The coronavirus disease 2019 (COVID-19) pandemic has placed a substantial burden on many healthcare systems worldwide as they struggle to treat both COVID-19 patients and maintain essential primary care services. The burden may be even greater in low-resource non-US settings, where healthcare systems are often already overtaxed and struggling to provide services to patients in need due to a shortage in the healthcare workforce.
The World Health Organization (WHO) outlines two approaches to expand and ensure access to essential health services by optimizing the use of the existing healthcare workforce: task shifting and task sharing1 2. Task shifting and task sharing allow for the shifting of tasks from highly qualified healthcare workers (HCWs) to HCWs with less training and less qualifications and the sharing of tasks with an equally qualified cadre of HCWs, respectively. This allows for more efficient use of available human resources working in overburdened health systems during the COVID-19 pandemic.
These two strategies may be one part of a larger strategy to expand and strengthen health system capacity to increase access to COVID-19 care while maintaining essential health services. Additionally, these strategies can help protect and maintain the health and wellbeing of the healthcare workforce by reducing their workload and strategically using staff who are at higher risk of severe illness from COVID-19 in a way that decreases their risk of exposure to the virus that causes COVID-19.
These considerations are intended for countries where access to basic essential health services is constrained due to the COVID-19 pandemic, that have an underlying health workforce shortage, and that are considering implementation of a task shifting or sharing approach to strengthen and expand the health workforce for the delivery of COVID-19 care and other essential health services. Primarily this document is aimed at health care policy makers, program managers and staff in Ministries of Health who manage human resources for health along with local and international organizations providing essential health services that have been affected by the pandemic.

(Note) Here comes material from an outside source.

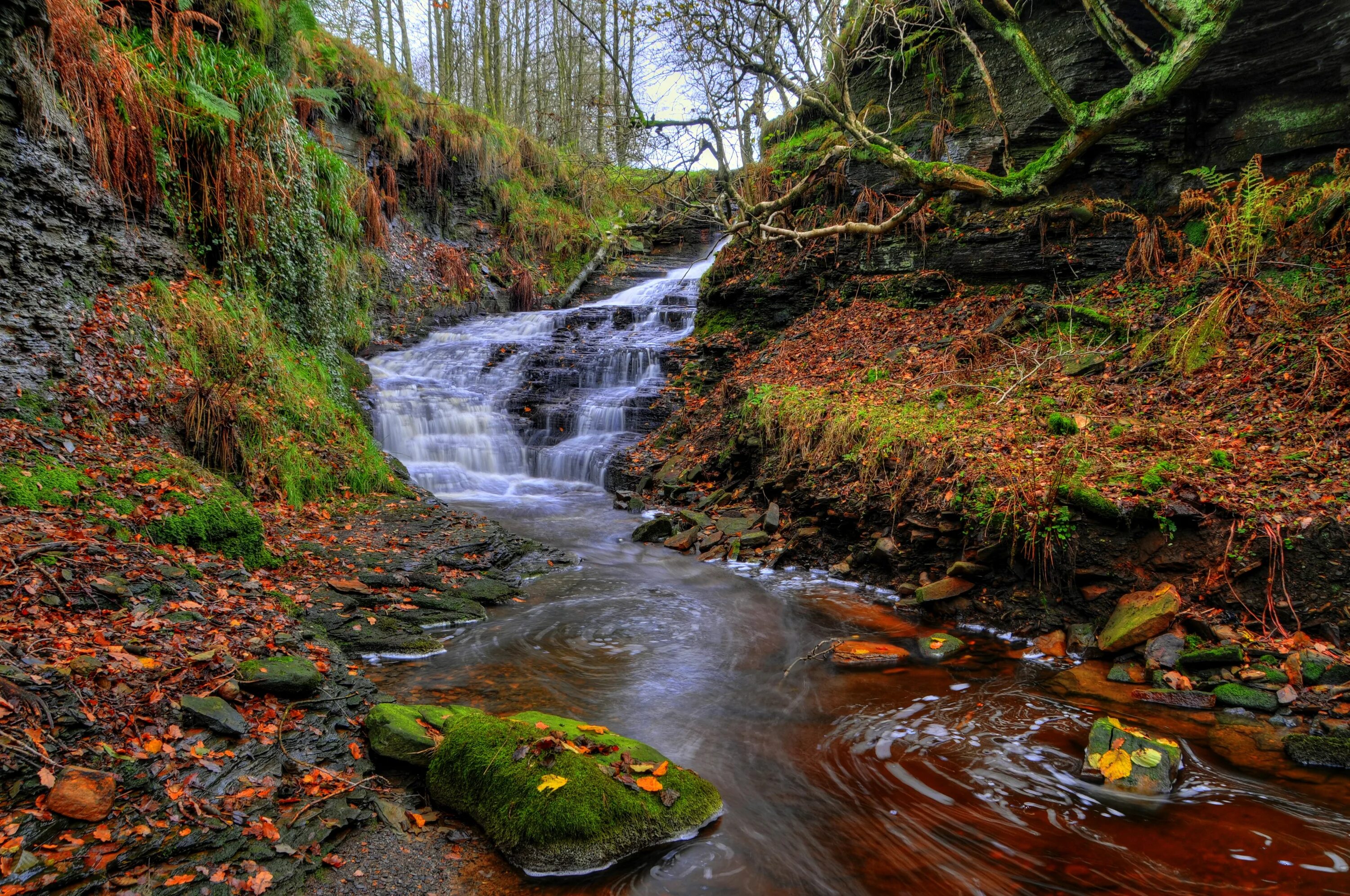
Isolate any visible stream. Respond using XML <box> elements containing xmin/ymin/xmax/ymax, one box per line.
<box><xmin>369</xmin><ymin>248</ymin><xmax>1350</xmax><ymax>895</ymax></box>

Task shifting and task sharing reflect the same intention – to include cadres who do not normally have competencies for specific tasks to deliver them and to thereby increase levels of health care access. Both emphasize the need for training and continued educational support of all cadres of health workers in order for them to undertake the tasks they are to perform. Additionally, routine supportive supervision and a well-functioning referral system are essential preconditions for success. The suggestions in this document generally apply to task sharing and task shifting approaches.

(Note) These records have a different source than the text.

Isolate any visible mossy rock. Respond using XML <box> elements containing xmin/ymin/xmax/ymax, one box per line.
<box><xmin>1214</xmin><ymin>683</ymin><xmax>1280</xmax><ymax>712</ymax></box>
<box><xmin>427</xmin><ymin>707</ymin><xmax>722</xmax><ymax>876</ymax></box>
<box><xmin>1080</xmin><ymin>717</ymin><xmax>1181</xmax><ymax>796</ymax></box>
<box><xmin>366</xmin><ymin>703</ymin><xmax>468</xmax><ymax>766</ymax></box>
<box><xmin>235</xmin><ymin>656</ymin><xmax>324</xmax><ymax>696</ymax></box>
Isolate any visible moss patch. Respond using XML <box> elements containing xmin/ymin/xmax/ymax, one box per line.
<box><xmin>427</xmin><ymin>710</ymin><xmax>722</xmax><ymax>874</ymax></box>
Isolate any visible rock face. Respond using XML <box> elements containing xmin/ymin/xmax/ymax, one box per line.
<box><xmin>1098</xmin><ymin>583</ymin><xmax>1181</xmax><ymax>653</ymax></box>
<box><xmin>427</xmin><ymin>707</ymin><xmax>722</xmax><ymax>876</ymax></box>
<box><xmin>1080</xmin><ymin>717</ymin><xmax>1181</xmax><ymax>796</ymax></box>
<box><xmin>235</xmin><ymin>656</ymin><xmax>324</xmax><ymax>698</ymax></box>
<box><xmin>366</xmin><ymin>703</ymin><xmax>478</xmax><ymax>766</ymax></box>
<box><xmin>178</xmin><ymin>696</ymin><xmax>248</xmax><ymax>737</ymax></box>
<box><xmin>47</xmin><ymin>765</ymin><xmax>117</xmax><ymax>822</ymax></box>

Task shiftingexternal icon is the process of delegation whereby tasks are moved, where appropriate, to less specialized HCWs1. This reorganization of the workforce, along with expanded training and retention programs, can allow a health system to more efficiently use the existing workforce and ease bottlenecks in service delivery while also expanding workforce capacity1 2.

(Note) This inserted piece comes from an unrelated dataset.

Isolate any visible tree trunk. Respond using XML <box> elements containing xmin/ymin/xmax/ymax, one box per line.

Task sharing increases the categories of HCWs who can deliver certain health services. With task sharing, tasks are not taken away from one cadre or set of HCWs and given to another, but they are shared across groups2. Task sharing enables low- and mid-level health professionals to perform tasks and procedures that would normally be restricted to higher level health professionals, thereby freeing up time for these higher-level providers within a health system.